Faktor spesifik merupakan faktor yang membutuhkan waktu sangat lama untuk berpindah. Adapun fungsi faktor spesifik sebagai berikut :
QM = QM (K, LM) ; QF = QF (T, LF)
Contoh model : Asumsi ada 2 output yaitu pakaian (C) dan makanan (F), 3 input yang terdiri dari labour (L), Capital (K), dan land (T) dan merupakan pasar persaingan sempurna. Pakaian diproduksi dengan menggunakan capital dan labour sehingga fungsinya : QC = QC (K, LC). Sedangkan makanan diproduksi dengan menggunakan land dan labour sehingga dihasilkan fungsi berikut : QF = QF (T, LF). Labour merupakan input yang dapat berpindah sedangkan land dan capital merupakan input spesifik.
Keterangan : kurva di samping merupakan kurva fungsi produksi baju. Berdasarkan kurva tersebut, dapat kita lihat bahwa fungsi produksinya meningkat semakin landai, artinya peningkatan yang semakin landai menunjukkan adanya diminishing returns. Apabila input tenaga kerja terus ditambah, maka produktivitas akan semakin menurun juga dan output yang dihasilkan akan semakin sedikit.
Gambar di samping bukan merupakan gabungan dari kuadran I, II, III, dan IV melainkan hanya kuadran I yang ada 4 jumlahnya. Semua kuadran I tersebut kemudian digunakan untuk membangun kurva kemungkinan produksi (KKP).
Kuadran kiri bawah menunjukkan alokasi tenaga kerja.

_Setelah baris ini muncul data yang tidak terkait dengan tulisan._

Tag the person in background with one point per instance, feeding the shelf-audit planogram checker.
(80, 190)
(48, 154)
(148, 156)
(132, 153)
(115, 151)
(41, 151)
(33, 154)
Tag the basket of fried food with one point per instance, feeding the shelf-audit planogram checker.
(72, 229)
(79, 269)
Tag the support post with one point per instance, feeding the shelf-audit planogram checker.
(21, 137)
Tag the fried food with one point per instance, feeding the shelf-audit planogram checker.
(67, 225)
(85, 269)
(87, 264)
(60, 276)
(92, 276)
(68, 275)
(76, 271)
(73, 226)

Sedangkan kuadran kanan bawah menunjukkan fungsi produksi pada sektor pakaian. Kuadran kiri atas menunjukkan produksi yang sesuai fungsinya yaitu untuk sektor makanan. Kuadran kanan atas menunjukkan kombinasi pakaian dan makanan yang dapat dihasilkan.
Gambar di samping menunjukkan permintaan tenaga kerja di dua sektor antara lain: sektor pakaian dan makanan. Di mana permintaan tenaga kerja di sektor pakaian adalah MPLC yang dikalikan dengan PC. Sedangkan permintaan tenaga kerja di sektor makanan dapat diukur dari kanan. Sumbu horizontal pada gambar tersebut menunjukkan total tenaga kerja LC + LF = L. Baik sektor pakaian maupun sektor makanan harus membayar upah yang sama karena tenaga kerja dapat berpindah dari satu sektor ke sektor yang lain.

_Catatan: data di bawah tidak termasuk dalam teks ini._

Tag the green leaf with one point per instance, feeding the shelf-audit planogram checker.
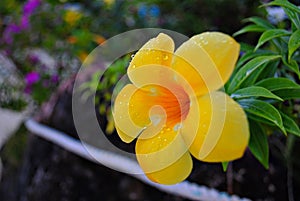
(263, 110)
(288, 94)
(225, 166)
(282, 87)
(250, 28)
(290, 125)
(248, 69)
(294, 17)
(292, 65)
(269, 35)
(285, 4)
(294, 43)
(260, 22)
(250, 55)
(254, 91)
(258, 144)
(280, 83)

Keterangan : Jika upah di sektor pakaian lebih tinggi, maka pekerja akan beralih dari yang awalnya membuat makanan menjadi membuat pakaian, hal tersebut akan terjadi sampai upah di kedua sektor menjadi sama. Atau jika upah di sektor makanan lebih tinggi, pekerja akan bergerak ke arah lain. Di mana kurva permintaan tenaga kerja berpotongan memberikan keseimbangan upah dan alokasi tenaga kerja antara kedua sektor tersebut.

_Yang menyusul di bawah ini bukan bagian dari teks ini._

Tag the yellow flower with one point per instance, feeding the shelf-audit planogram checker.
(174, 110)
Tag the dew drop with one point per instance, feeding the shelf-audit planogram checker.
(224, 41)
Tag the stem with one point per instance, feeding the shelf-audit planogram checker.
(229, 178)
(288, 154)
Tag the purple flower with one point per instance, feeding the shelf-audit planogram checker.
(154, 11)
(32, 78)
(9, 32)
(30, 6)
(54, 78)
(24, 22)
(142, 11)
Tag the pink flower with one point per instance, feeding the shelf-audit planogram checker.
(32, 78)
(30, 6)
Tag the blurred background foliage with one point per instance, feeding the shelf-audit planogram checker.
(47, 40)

Keterangan : Kurva di samping merupakan kurva fungsi produksi marjinal. Berdasarkan kurva tersebut, dapat diketahui bahwa fungsi produksi marjinal tenaga kerja yang semakin melandai, itu berarti dengan adanya penambahan 1 tenaga kerja, pertambahan output (marginal output) akan semakin kecil.